By Ilan Segelman, Power Communication

The multiple cyber attacks have led to an increasing awareness of the senior executives in organizations to the cyber attacks’ potential to harm normal business procedures. Undoubtedly, most of the C-level executives are aware that a quality cybersecurity infrastructure is imperative despite of the high cost. In fact, cybersecurity is no longer the exclusive responsibility of the cybersecurity managers. In fact, it is clear today that executives cannot hold the technical staff alone responsible without deeply understanding the significance and all the aspects and evaluate whether the investment in cybersecurity infrastructure is adequate.

Currently, C-level executives in each field should take care of a genuine activity in order to advance cybersecurity in the organization:

  • The CEO – responsible for any loss of the company reputation as a result of the leak of personal information on customers or business information. Therefore, the CEO must take a proactive approach and lead the cybersecurity sphere. He must be attentive to the professional evaluations of the cybersecurity team, understand current solutions and vulnerabilities and allocate the adequate resources. The types and extent of threats is constantly changing and cybersecurity solutions should conform to the developments. The CEO must, therefore, put cybersecurity on top of its priorities and lead change processes.
  • The CFO is aware more than any other executive to the direct and indirect financial damage due to breaches, information stealing or encryption. Part of the most sensitive information in the organization is, in fact, under the CFO’s responsibility: Financial turnover, acquisitions, investments, etc.

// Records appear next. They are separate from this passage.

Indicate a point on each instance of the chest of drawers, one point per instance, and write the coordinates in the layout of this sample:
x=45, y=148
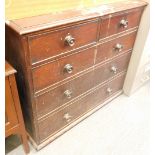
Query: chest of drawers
x=70, y=64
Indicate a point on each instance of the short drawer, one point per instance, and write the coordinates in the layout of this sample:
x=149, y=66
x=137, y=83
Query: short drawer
x=51, y=73
x=110, y=49
x=50, y=44
x=77, y=109
x=120, y=22
x=59, y=96
x=112, y=68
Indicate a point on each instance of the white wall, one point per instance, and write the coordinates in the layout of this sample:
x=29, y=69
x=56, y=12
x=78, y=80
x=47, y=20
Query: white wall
x=138, y=71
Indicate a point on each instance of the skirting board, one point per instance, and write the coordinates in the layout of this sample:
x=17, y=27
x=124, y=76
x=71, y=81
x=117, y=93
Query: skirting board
x=53, y=137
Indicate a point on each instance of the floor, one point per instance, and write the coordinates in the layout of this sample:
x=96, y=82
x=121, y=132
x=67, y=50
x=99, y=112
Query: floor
x=119, y=128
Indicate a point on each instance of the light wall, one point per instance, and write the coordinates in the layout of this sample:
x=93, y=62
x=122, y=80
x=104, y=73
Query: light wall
x=138, y=71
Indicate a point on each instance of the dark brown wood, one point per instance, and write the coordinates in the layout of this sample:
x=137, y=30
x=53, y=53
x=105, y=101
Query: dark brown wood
x=50, y=44
x=56, y=98
x=35, y=46
x=132, y=16
x=77, y=109
x=14, y=123
x=51, y=73
x=63, y=18
x=107, y=50
x=104, y=71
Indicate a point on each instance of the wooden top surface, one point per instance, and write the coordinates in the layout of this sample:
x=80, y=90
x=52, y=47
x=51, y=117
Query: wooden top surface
x=9, y=69
x=59, y=17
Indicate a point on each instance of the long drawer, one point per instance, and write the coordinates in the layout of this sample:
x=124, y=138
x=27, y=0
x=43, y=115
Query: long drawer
x=120, y=22
x=111, y=68
x=57, y=97
x=73, y=111
x=46, y=45
x=112, y=48
x=63, y=68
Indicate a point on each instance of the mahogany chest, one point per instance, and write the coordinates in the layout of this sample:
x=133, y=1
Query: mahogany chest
x=70, y=63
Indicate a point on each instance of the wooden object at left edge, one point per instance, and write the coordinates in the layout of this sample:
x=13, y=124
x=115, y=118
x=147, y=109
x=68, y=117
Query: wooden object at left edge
x=14, y=123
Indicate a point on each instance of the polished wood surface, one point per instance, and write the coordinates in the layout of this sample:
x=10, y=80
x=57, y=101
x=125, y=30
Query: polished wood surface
x=79, y=61
x=14, y=123
x=61, y=58
x=42, y=22
x=78, y=108
x=108, y=50
x=41, y=46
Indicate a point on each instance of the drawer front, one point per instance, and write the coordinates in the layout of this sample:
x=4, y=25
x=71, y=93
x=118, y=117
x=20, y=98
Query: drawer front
x=56, y=43
x=70, y=113
x=122, y=22
x=63, y=68
x=59, y=96
x=117, y=46
x=112, y=68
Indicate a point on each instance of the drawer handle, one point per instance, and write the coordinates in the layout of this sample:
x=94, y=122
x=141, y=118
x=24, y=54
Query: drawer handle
x=118, y=47
x=109, y=90
x=124, y=23
x=69, y=40
x=68, y=68
x=68, y=94
x=67, y=117
x=114, y=69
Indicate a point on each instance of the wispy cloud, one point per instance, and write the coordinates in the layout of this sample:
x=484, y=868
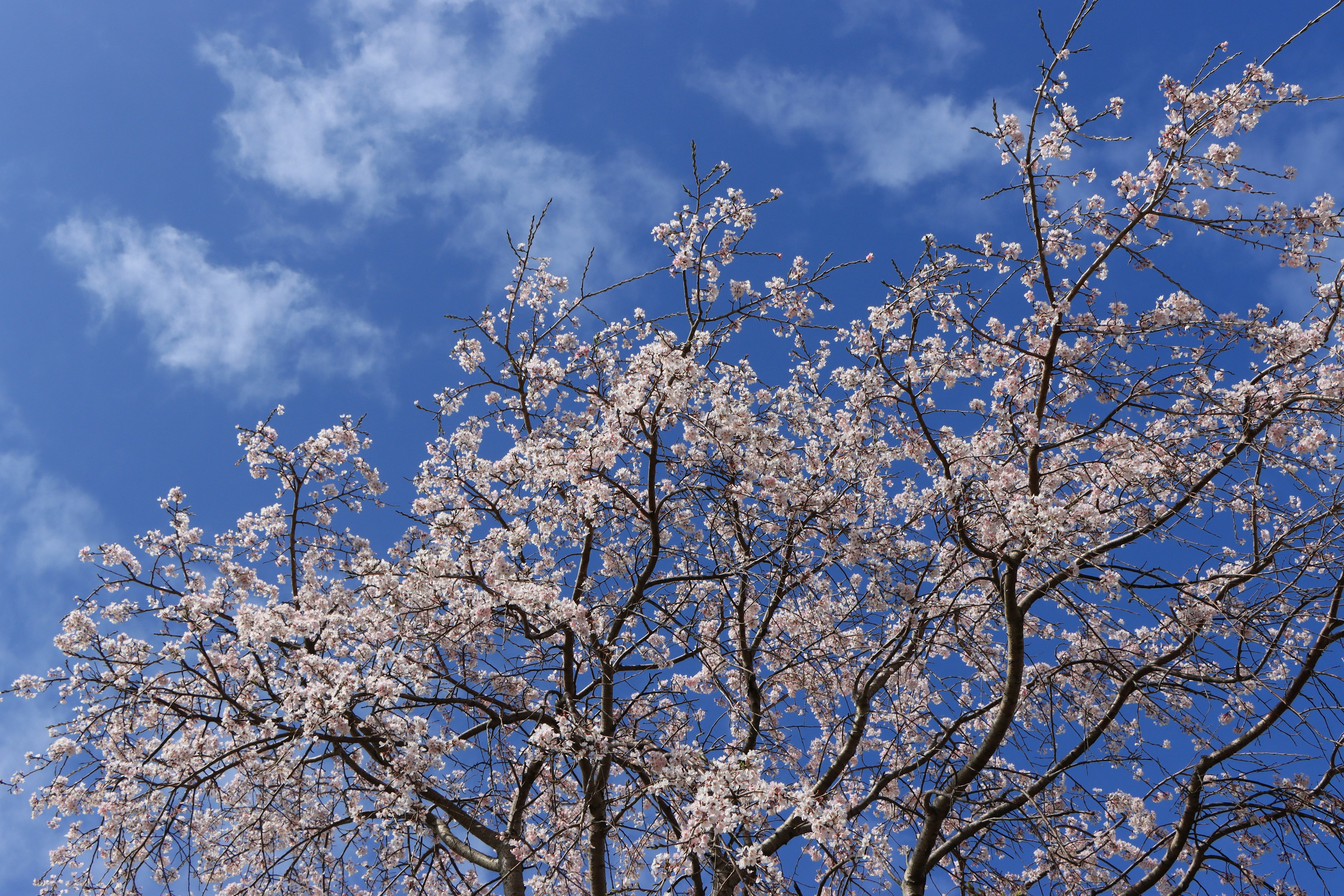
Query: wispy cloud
x=940, y=37
x=406, y=86
x=254, y=328
x=428, y=99
x=877, y=133
x=43, y=519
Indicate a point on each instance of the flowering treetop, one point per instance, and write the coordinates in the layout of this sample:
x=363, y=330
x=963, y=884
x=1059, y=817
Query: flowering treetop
x=662, y=625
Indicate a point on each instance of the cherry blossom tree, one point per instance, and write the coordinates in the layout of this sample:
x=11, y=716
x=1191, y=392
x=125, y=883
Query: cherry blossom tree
x=936, y=601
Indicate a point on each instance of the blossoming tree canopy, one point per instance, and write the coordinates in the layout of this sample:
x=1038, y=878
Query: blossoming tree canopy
x=664, y=624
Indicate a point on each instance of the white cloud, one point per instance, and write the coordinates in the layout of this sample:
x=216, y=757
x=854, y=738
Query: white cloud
x=405, y=80
x=878, y=133
x=931, y=27
x=256, y=328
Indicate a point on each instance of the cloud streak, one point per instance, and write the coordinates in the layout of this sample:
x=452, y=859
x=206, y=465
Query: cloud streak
x=254, y=328
x=877, y=133
x=428, y=100
x=404, y=78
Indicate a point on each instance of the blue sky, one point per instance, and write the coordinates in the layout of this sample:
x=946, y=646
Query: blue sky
x=211, y=207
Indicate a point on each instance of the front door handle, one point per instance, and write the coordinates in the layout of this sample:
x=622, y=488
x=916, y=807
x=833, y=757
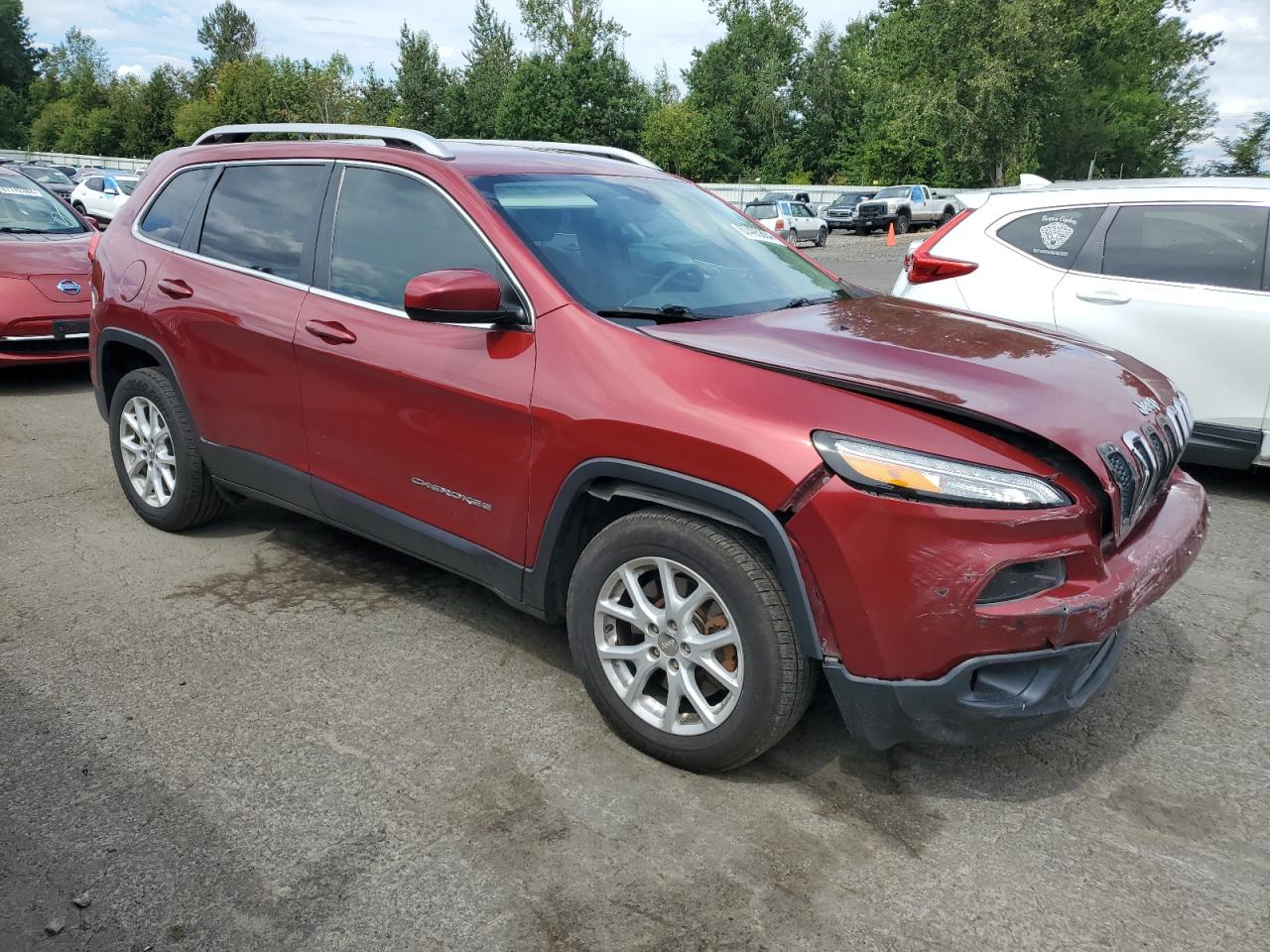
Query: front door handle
x=1103, y=298
x=331, y=331
x=176, y=287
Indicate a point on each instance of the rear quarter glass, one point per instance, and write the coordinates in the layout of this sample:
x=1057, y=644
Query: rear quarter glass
x=1055, y=236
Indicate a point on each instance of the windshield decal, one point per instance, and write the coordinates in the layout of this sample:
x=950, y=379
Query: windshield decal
x=756, y=234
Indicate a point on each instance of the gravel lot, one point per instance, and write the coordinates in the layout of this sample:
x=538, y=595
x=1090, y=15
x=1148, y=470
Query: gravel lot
x=864, y=259
x=271, y=735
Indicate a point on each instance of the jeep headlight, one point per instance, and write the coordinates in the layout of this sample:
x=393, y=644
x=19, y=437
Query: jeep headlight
x=906, y=472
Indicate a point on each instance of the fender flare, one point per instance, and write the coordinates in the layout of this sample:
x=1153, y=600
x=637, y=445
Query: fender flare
x=607, y=477
x=137, y=341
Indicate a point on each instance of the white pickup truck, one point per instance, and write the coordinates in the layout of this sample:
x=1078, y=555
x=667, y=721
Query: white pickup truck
x=906, y=207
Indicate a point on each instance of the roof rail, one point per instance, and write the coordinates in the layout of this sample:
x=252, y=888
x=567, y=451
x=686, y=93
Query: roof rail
x=389, y=135
x=575, y=148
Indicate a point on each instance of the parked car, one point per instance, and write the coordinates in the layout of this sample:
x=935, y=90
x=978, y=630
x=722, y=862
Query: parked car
x=1173, y=272
x=50, y=178
x=67, y=171
x=906, y=207
x=103, y=195
x=843, y=212
x=613, y=400
x=793, y=221
x=45, y=298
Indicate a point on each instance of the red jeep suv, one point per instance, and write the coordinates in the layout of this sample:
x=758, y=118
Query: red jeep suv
x=616, y=402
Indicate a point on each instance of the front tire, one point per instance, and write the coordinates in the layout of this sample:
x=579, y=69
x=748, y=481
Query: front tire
x=157, y=454
x=681, y=634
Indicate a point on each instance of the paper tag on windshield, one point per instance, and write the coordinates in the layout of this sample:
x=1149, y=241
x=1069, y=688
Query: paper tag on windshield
x=756, y=234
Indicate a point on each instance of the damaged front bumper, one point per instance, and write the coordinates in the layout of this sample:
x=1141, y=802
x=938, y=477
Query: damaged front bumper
x=1023, y=664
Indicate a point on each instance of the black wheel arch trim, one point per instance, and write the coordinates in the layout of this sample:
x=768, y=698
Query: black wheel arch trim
x=608, y=476
x=139, y=341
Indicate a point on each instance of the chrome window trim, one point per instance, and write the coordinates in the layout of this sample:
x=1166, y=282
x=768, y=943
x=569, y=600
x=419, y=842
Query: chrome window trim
x=462, y=213
x=193, y=255
x=45, y=336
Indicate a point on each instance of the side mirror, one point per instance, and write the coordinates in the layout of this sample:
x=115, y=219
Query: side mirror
x=460, y=296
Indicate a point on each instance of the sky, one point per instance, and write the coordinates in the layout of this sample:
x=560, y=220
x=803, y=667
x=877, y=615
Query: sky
x=139, y=35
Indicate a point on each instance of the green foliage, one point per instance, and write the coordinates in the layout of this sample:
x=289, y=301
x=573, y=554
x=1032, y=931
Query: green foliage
x=422, y=82
x=490, y=66
x=1248, y=153
x=742, y=82
x=945, y=91
x=575, y=85
x=677, y=137
x=227, y=33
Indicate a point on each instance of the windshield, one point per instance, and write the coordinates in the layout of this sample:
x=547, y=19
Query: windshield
x=49, y=176
x=647, y=243
x=28, y=209
x=849, y=199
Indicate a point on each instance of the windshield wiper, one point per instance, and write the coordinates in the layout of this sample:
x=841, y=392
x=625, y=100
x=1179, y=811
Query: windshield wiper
x=680, y=311
x=807, y=302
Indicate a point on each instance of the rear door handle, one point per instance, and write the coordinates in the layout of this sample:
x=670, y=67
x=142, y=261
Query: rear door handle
x=330, y=331
x=176, y=287
x=1103, y=298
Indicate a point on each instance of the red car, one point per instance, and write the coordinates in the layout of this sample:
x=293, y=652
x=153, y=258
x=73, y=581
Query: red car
x=45, y=298
x=616, y=402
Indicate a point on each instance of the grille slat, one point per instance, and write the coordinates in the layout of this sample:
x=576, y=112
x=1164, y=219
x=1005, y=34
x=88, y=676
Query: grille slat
x=1142, y=461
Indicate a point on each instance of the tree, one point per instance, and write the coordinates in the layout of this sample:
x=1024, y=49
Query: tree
x=575, y=86
x=677, y=137
x=1248, y=153
x=18, y=54
x=490, y=66
x=422, y=82
x=377, y=98
x=227, y=33
x=742, y=82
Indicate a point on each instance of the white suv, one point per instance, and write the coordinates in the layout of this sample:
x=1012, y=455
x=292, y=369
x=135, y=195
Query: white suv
x=103, y=195
x=1171, y=271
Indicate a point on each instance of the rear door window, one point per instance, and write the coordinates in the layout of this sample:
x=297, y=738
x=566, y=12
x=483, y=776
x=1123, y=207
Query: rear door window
x=1193, y=244
x=391, y=227
x=259, y=216
x=168, y=216
x=1055, y=236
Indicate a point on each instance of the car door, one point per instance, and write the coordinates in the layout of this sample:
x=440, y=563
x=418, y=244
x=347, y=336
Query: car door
x=429, y=420
x=1183, y=289
x=230, y=298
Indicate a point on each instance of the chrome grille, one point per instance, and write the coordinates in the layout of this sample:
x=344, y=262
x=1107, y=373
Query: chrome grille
x=1142, y=461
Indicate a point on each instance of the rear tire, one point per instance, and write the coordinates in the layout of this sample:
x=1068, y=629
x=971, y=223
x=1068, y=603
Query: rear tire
x=740, y=630
x=153, y=438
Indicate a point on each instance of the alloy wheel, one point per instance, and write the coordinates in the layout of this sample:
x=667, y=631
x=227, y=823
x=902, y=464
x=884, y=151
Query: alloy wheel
x=149, y=457
x=668, y=647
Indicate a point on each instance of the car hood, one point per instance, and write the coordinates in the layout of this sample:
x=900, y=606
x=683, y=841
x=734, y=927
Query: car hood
x=26, y=255
x=1071, y=393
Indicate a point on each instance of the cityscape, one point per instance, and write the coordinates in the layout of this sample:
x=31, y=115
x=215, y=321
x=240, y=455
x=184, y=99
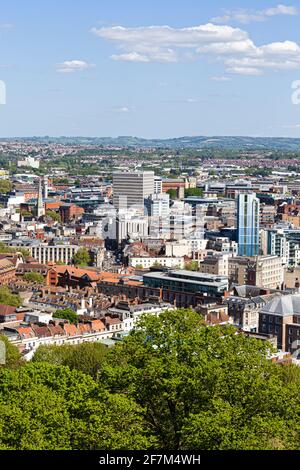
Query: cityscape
x=150, y=283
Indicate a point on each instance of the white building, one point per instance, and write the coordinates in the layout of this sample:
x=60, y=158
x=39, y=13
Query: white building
x=29, y=162
x=130, y=189
x=144, y=262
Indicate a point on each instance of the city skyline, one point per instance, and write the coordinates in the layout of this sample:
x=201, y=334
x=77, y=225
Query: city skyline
x=150, y=70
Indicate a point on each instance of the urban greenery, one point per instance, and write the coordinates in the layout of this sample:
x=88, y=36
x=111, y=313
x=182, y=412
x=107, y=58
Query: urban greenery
x=34, y=277
x=82, y=257
x=172, y=384
x=66, y=314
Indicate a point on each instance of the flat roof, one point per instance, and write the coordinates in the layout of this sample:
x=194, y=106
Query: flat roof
x=207, y=279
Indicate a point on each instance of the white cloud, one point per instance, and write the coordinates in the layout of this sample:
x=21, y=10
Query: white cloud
x=251, y=71
x=166, y=44
x=281, y=10
x=221, y=79
x=71, y=66
x=221, y=43
x=247, y=16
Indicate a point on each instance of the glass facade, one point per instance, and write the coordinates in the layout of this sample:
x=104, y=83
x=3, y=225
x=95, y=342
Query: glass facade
x=248, y=225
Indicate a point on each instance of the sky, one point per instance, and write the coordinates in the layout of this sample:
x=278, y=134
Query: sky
x=153, y=69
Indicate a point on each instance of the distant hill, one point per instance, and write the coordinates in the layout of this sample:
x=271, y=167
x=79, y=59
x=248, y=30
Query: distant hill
x=201, y=142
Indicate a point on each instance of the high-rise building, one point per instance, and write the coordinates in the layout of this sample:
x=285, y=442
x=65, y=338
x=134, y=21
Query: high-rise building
x=157, y=205
x=157, y=185
x=46, y=187
x=130, y=189
x=40, y=202
x=248, y=225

His role is not limited to the allocation of budgets but rather he must learn the relevant cyber threats and evaluate the risk and financial cost of breaches, as well as evaluate the ROI derived from cybersecurity solutions. He has to see cybersecurity as part of the organization’s risk management. The CFO must be part of the organization’s response team, report about the breach to the Board of Directors and be able to explain the organization’s coping with the attack.
  • CHRO – A major part of the information breaches derive from the lack of awareness of employees to cybersecurity risks. Through phishing attack, hackers send fake emails or other messages that seem legitimate in order to convince employees to execute unsecure actions that might risk organizational information. In many cases, hackers turn to junior employees that have access to the information. The instruction of the employees regarding cybersecurity is, therefore, a major task. The CHRO who is in charge of instruction and knowledge sharing must receive updates from the cybersecurity team and build an instruction program, including training and simulation. There are also some automatic tools that can be used for training employees in this field.
  • The CIO has to reflect to the non-technological executive the significance of working in the digital age and the related cyber risks, as well as the available coping strategies. In other words, the CIO will serve as a mediator between the cybersecurity management and the senior executives and work in tandem with the CHRO in the employees training and instruction.

In sum, many organizations highly emphasize cybersecurity solutions, but this is not enough. Today, the responsibility for cybersecurity does not lie only on the information security managers and cannot rely exclusively on technological systems. C-level executives should be well aware of the various vulnerabilities of the organization, get involved, evaluate risks and lead the organization towards the most adequate solutions.